VANDENBERG AIR FORCE BASE, Calif. –Members of the Vandenberg Fire Department and senior base officials met on South Base Dec. 20th to honor the memory of Team V personnel who perished in the Honda Ridge Fire 36 years ago.  This memorial bench was built by a Team V firefighter and placed near the approximate location where Vandenberg Installation Commander Colonel Joseph Turner, Vandenberg Fire Chief Billy Bell, Vandenberg Assistant Fire Chief Eugene Cooper and Heavy Equipment Operator Clarence McCauley perished that day in 1977. (U.S. Air Force photo/ Airman 1st Class Yvonne Morales)

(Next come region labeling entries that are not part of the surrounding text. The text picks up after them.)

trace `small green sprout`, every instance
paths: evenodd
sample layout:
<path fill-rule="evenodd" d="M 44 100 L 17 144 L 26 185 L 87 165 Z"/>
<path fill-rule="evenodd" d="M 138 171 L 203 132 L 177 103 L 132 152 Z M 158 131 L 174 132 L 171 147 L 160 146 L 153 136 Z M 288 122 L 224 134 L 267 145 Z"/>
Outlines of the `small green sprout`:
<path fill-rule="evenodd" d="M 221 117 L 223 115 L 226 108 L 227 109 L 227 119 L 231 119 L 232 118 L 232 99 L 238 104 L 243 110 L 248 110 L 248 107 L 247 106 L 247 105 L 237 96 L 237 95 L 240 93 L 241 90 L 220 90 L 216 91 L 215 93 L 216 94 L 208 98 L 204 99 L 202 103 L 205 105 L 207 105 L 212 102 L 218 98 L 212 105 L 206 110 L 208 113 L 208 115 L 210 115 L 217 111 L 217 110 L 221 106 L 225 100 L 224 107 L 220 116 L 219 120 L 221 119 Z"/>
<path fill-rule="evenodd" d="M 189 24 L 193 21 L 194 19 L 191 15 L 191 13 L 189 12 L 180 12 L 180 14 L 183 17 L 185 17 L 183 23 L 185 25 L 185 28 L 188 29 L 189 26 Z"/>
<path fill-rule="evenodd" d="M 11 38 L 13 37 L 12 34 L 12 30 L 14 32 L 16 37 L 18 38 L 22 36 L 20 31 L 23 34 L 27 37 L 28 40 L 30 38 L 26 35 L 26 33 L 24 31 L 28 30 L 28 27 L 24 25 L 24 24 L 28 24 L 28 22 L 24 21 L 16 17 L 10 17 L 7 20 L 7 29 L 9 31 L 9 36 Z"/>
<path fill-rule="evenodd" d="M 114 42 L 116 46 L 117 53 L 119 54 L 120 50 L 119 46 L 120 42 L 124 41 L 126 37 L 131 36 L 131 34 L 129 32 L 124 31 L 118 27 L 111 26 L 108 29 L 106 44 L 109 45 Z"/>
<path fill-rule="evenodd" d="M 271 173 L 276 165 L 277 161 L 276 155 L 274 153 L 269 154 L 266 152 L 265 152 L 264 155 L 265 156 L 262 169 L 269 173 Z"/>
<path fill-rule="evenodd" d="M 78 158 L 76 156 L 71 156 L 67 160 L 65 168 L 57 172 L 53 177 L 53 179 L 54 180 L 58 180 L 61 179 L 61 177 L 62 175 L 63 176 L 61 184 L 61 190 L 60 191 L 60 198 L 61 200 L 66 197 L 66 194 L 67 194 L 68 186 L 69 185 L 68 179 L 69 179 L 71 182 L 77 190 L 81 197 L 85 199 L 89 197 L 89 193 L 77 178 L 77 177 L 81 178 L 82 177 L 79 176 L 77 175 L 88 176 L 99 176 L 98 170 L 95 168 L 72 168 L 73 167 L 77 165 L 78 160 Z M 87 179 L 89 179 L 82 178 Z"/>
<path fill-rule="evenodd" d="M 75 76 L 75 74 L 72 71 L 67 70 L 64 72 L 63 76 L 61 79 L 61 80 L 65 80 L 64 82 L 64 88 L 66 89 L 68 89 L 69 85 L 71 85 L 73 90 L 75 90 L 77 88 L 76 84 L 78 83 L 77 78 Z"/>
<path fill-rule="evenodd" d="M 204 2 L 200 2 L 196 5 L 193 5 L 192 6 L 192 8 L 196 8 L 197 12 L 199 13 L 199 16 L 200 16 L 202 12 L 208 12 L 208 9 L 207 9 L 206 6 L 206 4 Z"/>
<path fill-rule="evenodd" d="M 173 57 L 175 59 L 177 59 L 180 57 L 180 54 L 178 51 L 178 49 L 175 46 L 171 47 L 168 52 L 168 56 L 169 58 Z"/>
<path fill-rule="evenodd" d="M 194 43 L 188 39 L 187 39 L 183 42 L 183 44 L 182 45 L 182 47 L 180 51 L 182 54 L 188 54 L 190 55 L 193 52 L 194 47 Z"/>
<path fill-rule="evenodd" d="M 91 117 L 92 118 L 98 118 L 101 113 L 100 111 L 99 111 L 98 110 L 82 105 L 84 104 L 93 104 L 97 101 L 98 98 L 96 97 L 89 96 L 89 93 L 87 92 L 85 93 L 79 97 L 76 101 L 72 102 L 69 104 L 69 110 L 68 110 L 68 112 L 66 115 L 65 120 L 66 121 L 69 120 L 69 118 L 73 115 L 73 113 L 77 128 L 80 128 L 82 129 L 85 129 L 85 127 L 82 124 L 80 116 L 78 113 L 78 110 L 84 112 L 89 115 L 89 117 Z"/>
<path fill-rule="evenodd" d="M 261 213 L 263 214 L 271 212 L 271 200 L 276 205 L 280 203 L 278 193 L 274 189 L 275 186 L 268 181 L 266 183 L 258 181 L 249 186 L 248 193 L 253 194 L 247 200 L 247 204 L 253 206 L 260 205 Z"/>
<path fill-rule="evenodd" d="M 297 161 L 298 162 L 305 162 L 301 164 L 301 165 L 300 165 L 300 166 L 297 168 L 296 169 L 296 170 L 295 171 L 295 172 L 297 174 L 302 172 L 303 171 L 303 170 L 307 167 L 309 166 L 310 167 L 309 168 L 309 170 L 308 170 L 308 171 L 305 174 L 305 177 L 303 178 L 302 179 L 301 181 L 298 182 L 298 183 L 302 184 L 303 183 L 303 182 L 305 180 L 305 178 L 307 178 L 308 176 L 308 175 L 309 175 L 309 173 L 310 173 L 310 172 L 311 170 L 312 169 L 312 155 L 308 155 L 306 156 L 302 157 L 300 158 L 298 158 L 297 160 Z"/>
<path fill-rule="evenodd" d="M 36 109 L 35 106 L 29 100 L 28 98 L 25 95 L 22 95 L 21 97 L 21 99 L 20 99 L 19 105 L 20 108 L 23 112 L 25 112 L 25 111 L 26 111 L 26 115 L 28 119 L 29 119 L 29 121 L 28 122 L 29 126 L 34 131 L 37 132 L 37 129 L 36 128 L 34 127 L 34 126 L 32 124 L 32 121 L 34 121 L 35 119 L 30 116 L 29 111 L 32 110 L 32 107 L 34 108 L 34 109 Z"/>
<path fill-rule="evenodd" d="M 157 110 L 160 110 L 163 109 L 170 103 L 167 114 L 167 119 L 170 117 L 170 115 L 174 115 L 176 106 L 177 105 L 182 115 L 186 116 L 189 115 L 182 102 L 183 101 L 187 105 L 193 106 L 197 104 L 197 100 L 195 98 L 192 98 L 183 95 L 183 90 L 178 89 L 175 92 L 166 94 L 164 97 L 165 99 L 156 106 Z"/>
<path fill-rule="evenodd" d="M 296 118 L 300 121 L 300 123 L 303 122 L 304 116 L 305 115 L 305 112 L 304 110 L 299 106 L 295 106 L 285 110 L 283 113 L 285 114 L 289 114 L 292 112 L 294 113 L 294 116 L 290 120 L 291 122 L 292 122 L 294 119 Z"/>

VANDENBERG AIR FORCE BASE, Calif. –Members of the Vandenberg Fire Department and senior base officials met on South Base Dec. 20th to honor the memory of Team V personnel who perished in the Honda Ridge Fire 36 years ago. This memorial bench was built by a Team V firefighter and placed near the approximate location where Vandenberg Installation Commander Colonel Joseph Turner, Vandenberg Fire Chief Billy Bell, Vandenberg Assistant Fire Chief Eugene Cooper and Heavy Equipment Operator Clarence McCauley perished that day in 1977. (U.S. Air Force photo/ Airman 1st Class Yvonne Morales)

VANDENBERG AIR FORCE BASE, Calif. -- Members of the Vandenberg Fire Department and senior base officials met on South Base Dec. 20th to honor the memory of Team V personnel who perished in the Honda Ridge Fire 36 years ago.

"Fires on this base usually burn low-frequency but high-intensity," said Jesse Hendricks, Vandenberg Hot Shots superintendent. "So when we do have fires on this base, they burn hot. About 51,000 acres of 91,000 acres of this installation is brush and wildlife."
This held true on the morning of Dec. 20, 1977, when high winds caused a power pole to snap, allegedly igniting the dense chaparral that covered a canyon on the southern portion of Vandenberg.

According to historical documentation, throughout the duration of the incident firefighting resources attempted numerous tactics attempting to suppress the fire. Many of these tactics may have proved to be effective on an average brush fire, but the volatile conditions faced on this fire were anything but average.

"The winds gusted to exceed 100 miles per hour," Hendricks said. "The fire was pushed through drought-stricken chaparral at abnormally high speeds. Fire rapidly moved down through Honda Canyon to the west before taking a path towards the north along Vandenberg's coast. Firefighters continued to alter suppression efforts in order to meet the dynamic challenges brought on by the raging fire."

The fire not only claimed 9,040 acres but also the lives of Vandenberg Installation Commander Colonel Joseph Turner, Vandenberg Fire Chief Billy Bell, Vandenberg Assistant Fire Chief Eugene Cooper and Heavy Equipment Operator Clarence McCauley.

"We don't know where and when the next base wildfire will be," said Col. Keith Balts, 30th Space Wing commander. "It likely will not be on this spot, in this canyon, or with that kind of fire, but a positive take-away from this tragic fire is all the lives that have been saved and will be saved since 1977. The Hot Shot program was birthed from this tragedy, policies and procedures changed... we also adapted our training programs and resources to prepare in case of future incidents."

The group paused for a moment of silence at 9:36 a.m. in remembrance of those who had died that day, the same time the late Vandenberg Fire Chief Bell sent his last transmission to say that he was trapped.

Base leaders and firemen alike have a mutual message when talking about the 1977 Honda Canyon Fire: Never forget the fallen or the lessons learned that day.

"The lessons that were learned were hard paid," said Clem Marrero, a Vandenberg Fire Department chief. "The atmosphere that we have now with an emphasis on training and top-notch equipment is due in part to that fire. The take away is to not forget what happened before us and carry those lessons forward."